Teramo. La tecnica letteraria minuziosa e ricercata che si riscontra nel secondo romanzo di Livio Di Patre, La Vendetta del Tempo (274 pagg., 2009, Demian Edizioni, € 15), in maniera molto più evidente che nella prima opera (“Il triangolo isoscele”), si snocciola attraverso una trama in cui s’intrecciano in un frenetico tourbillon colpi di scena e fitte ragnatele espositive e in cui si riflette l’estro creativo di questo autore teramano, ex insegnante di matematica.
In una cristallina visione d’insieme, meditata e di ampio respiro, in La Vendetta del Tempo s’inserisce il personaggio chiave della vicenda, Nicolas McRyan, un giovane marinaio irlandese del Titanic ritrovato ibernato nei ghiacci del Polo Nord dopo diversi decenni e affidato, tuttora congelato, ad un’equipe di scienziati svizzeri.

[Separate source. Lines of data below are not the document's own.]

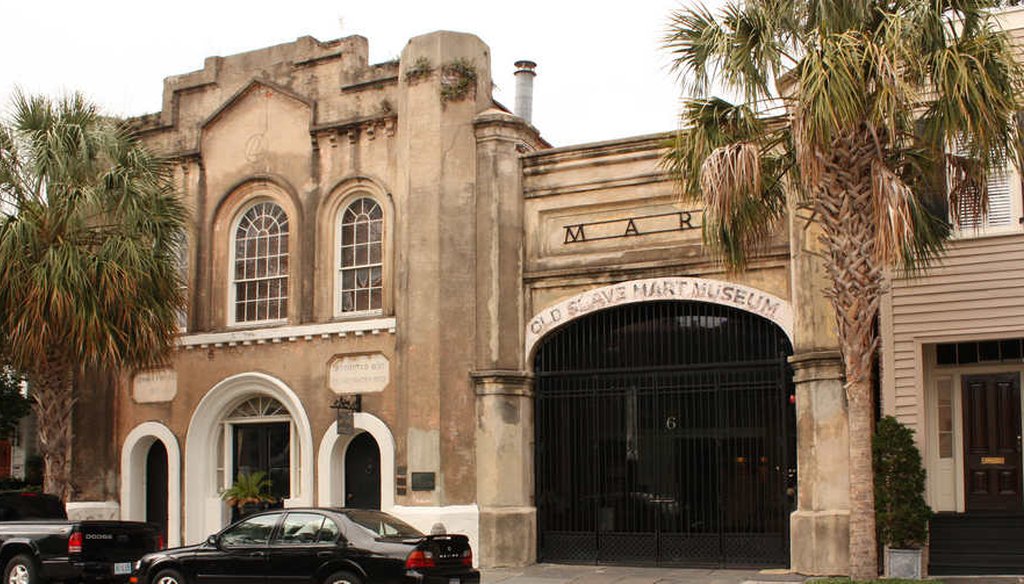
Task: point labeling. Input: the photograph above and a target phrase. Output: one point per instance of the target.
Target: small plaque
(346, 423)
(423, 482)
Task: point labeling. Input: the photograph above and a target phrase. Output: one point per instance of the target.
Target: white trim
(133, 457)
(205, 512)
(92, 510)
(231, 241)
(656, 289)
(330, 461)
(278, 334)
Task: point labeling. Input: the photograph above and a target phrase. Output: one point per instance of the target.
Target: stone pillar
(820, 526)
(505, 468)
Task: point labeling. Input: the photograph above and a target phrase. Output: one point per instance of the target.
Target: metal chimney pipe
(524, 75)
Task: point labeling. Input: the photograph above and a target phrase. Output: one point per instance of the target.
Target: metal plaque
(423, 482)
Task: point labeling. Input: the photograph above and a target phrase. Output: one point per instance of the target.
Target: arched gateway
(665, 433)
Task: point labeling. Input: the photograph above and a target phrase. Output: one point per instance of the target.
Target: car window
(300, 529)
(381, 524)
(329, 532)
(250, 532)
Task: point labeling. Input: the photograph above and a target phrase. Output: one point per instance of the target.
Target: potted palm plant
(250, 493)
(902, 514)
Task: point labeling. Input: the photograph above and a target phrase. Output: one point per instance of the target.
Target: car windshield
(381, 524)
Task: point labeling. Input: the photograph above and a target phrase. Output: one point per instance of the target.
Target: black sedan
(314, 546)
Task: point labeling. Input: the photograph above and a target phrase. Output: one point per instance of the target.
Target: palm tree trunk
(847, 213)
(53, 400)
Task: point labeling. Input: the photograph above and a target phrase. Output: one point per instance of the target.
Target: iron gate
(665, 434)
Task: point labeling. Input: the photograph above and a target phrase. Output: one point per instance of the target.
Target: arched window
(359, 283)
(260, 282)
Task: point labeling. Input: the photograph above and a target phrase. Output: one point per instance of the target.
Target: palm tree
(89, 226)
(859, 111)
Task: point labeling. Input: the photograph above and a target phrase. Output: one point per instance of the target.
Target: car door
(305, 541)
(238, 554)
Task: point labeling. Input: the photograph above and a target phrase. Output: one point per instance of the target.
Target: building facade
(401, 297)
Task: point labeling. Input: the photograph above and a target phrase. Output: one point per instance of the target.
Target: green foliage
(919, 76)
(88, 240)
(253, 488)
(458, 80)
(13, 405)
(422, 69)
(901, 512)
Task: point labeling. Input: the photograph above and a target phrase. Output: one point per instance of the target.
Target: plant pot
(903, 564)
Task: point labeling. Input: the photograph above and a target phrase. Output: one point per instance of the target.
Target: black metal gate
(665, 433)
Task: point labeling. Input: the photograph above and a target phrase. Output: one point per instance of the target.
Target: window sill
(249, 336)
(982, 233)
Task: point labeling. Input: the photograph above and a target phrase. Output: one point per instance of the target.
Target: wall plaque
(359, 374)
(423, 482)
(155, 386)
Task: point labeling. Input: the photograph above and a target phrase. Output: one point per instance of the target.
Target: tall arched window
(359, 282)
(260, 281)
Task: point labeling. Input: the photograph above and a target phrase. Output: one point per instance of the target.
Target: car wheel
(20, 570)
(343, 578)
(168, 577)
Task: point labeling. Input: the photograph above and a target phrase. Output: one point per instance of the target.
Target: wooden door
(992, 442)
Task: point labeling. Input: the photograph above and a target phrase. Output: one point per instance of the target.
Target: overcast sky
(601, 74)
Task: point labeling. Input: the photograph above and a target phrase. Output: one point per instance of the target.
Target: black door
(265, 447)
(156, 487)
(992, 442)
(665, 433)
(363, 475)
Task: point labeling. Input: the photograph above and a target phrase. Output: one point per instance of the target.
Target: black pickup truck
(38, 544)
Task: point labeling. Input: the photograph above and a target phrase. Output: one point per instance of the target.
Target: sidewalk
(564, 574)
(561, 574)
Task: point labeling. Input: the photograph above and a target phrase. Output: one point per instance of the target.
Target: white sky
(601, 74)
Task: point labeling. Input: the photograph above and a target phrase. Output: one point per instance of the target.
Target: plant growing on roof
(420, 70)
(458, 80)
(871, 93)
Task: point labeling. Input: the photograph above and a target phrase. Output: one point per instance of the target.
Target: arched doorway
(156, 487)
(212, 458)
(665, 433)
(363, 472)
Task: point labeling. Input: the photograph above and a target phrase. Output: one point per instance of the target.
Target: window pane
(251, 532)
(329, 532)
(300, 528)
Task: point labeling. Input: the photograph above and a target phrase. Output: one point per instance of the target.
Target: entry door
(156, 487)
(992, 442)
(363, 473)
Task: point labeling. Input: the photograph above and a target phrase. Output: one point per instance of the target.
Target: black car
(314, 546)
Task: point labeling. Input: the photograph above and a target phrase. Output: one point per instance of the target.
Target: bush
(901, 512)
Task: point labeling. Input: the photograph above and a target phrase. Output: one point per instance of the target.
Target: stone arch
(205, 512)
(133, 455)
(656, 289)
(330, 461)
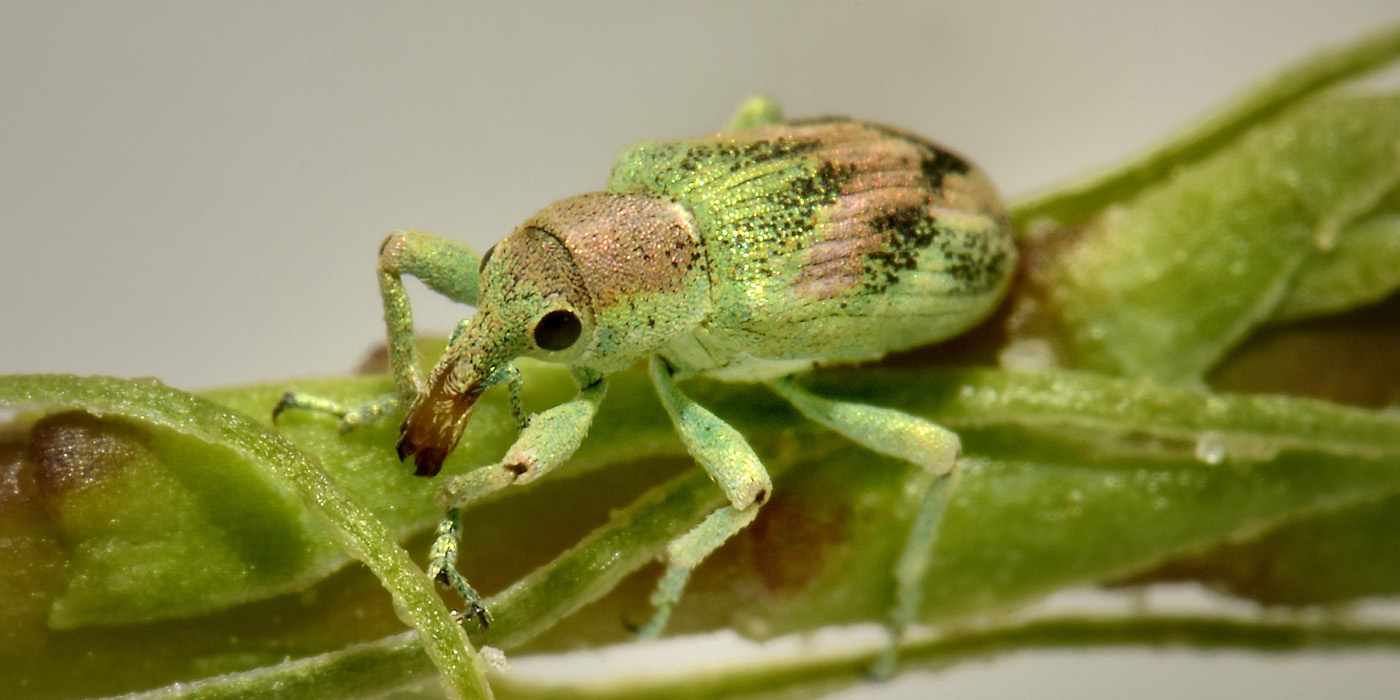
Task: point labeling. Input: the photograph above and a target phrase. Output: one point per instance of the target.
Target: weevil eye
(557, 331)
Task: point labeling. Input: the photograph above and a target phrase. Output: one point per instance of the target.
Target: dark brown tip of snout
(434, 424)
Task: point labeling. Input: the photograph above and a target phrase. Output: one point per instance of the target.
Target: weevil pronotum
(748, 255)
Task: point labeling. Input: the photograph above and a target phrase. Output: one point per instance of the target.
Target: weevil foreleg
(721, 451)
(755, 111)
(545, 443)
(445, 266)
(933, 448)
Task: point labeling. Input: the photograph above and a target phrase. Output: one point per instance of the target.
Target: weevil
(748, 255)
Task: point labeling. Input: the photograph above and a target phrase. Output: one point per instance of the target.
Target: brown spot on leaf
(790, 543)
(74, 450)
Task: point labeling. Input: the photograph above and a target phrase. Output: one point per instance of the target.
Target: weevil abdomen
(828, 241)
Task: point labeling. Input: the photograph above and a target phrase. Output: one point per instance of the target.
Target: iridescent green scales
(746, 255)
(829, 240)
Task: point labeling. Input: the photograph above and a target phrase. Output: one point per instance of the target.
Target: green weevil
(749, 255)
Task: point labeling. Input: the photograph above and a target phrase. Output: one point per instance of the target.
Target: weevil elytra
(748, 255)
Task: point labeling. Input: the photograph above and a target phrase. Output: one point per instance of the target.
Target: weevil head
(598, 280)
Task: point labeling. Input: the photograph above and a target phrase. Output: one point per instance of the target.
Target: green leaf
(356, 529)
(1165, 284)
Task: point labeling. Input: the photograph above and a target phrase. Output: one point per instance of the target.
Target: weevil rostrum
(748, 255)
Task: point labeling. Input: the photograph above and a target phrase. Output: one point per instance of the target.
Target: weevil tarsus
(853, 240)
(440, 569)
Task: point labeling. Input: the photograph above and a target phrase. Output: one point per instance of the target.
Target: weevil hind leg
(934, 450)
(731, 462)
(445, 266)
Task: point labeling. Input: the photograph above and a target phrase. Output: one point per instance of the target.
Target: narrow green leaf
(1080, 200)
(1165, 284)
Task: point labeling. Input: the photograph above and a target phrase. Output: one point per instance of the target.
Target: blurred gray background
(198, 191)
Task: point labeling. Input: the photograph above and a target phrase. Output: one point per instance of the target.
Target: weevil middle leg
(445, 266)
(933, 448)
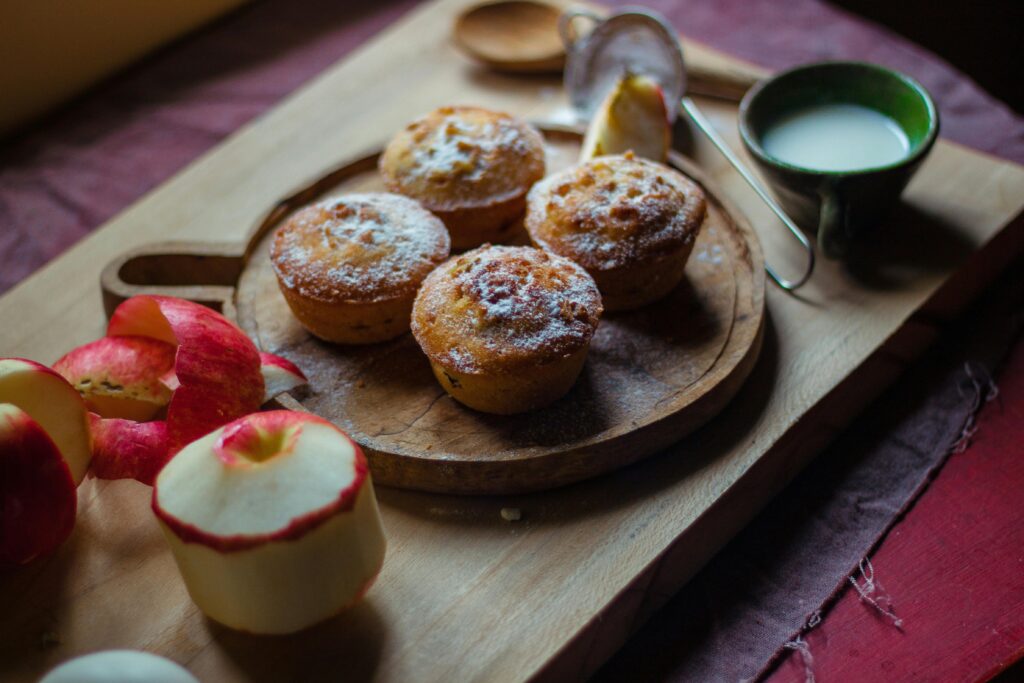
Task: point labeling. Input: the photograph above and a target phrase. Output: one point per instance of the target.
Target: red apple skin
(235, 434)
(128, 450)
(280, 375)
(80, 461)
(121, 377)
(38, 495)
(217, 366)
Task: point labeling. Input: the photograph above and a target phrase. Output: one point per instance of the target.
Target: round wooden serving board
(652, 376)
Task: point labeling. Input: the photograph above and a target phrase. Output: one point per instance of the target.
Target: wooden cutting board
(652, 376)
(465, 595)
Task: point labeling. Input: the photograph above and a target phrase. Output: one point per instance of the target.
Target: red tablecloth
(84, 164)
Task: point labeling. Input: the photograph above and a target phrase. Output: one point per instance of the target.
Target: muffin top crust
(463, 157)
(614, 211)
(358, 248)
(497, 308)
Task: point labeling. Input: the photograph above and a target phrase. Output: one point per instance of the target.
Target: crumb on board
(511, 514)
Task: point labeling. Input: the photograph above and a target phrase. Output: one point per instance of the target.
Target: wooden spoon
(522, 36)
(512, 35)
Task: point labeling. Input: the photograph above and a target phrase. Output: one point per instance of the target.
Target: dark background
(983, 39)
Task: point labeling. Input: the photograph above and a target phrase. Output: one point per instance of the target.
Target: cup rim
(752, 143)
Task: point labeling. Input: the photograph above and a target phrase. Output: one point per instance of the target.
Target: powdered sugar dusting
(461, 147)
(358, 248)
(613, 211)
(461, 156)
(496, 306)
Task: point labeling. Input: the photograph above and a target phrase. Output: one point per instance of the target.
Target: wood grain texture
(652, 376)
(464, 595)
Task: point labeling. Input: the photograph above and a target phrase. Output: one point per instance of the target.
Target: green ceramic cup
(839, 207)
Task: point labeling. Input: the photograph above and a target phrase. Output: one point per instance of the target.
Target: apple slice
(272, 521)
(217, 367)
(121, 377)
(119, 667)
(128, 450)
(54, 403)
(633, 116)
(38, 495)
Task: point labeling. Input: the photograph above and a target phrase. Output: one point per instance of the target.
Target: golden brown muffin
(629, 221)
(507, 329)
(470, 166)
(349, 267)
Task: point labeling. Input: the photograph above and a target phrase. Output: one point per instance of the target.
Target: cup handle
(567, 31)
(835, 225)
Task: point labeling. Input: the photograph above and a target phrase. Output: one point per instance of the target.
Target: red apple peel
(38, 494)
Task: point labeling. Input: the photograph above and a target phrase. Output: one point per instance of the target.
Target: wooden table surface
(463, 594)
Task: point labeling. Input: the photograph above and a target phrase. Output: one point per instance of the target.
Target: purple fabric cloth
(84, 164)
(81, 166)
(734, 616)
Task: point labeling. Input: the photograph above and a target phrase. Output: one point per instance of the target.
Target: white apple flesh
(119, 667)
(54, 403)
(632, 117)
(272, 521)
(121, 377)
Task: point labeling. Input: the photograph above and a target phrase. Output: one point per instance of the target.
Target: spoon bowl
(516, 36)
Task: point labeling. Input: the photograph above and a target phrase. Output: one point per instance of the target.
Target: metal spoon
(639, 41)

Partendo dai presunti illeciti obiettivi che il professor Leonard Olsen e il suo vice Ludwig Holmer si prefiggono, nel riportare in vita l’uomo che ha sfidato il tempo, per poi sottoporlo ad anomali esperimenti, l’intreccio si sviluppa in uno spumeggiante crescendo shakespeariano, che inizia a ricomporsi come un puzzle dopo un po’ di pagine, quando si definiscono i ruoli di ciascuno. Che vengono ad incastrarsi con quello della figura presente fin dall’inizio del racconto: il Tempo. Il romanzo si snoda attraverso dialoghi asciutti e taglienti, alla Steinbeck per intenderci, con rivoli di spy story e battute che evocano, più che altro, un brioso ritmo filmografico, destinato a concludersi con la inesorabile, tremenda vendetta del tempo ai danni del giovane Nicolas, in procinto di far sparire definitivamente le sue tracce dopo la fuga dal centro ospedaliero e dopo essere sfuggito alle grinfie di Hans, lo scagnozzo messogli alle calcagna dai due scienziati.
Il ritmo narrativo della vicenda, che ha come trait d’union il Titanic e l’Andrea Doria, due navi famose che hanno subito lo stesso destino, aderisce perfettamente al tempo della storia: ampio e disteso nelle pause descrittive, che sono tuttavia sempre rapide e funzionali all’intreccio, accelera con il progredire della vicenda.
L’autore fa ricorso spesso a flashback per meglio tratteggiare-delineare il profilo psicologico dei personaggi e l’atmosfera degli ambienti. Il punta di vista assunto è quello di un narratore che adotta la terza persona ma che mostra di essere testimone della storia e talvolta appare addirittura interno. Ne risulta uno stile non impersonale ma partecipe, sebbene non ceda mai a sbavature e non indugi a commenti e a sentimentalismi retorici.
Il linguaggio è vario e modulato degli eventi: più asciutto ed efficace nei riferimenti di carattere tecnico o scientifico, più articolato nelle sintesi, variegato nel lessico e nella caratterizzazione di luoghi e personaggi.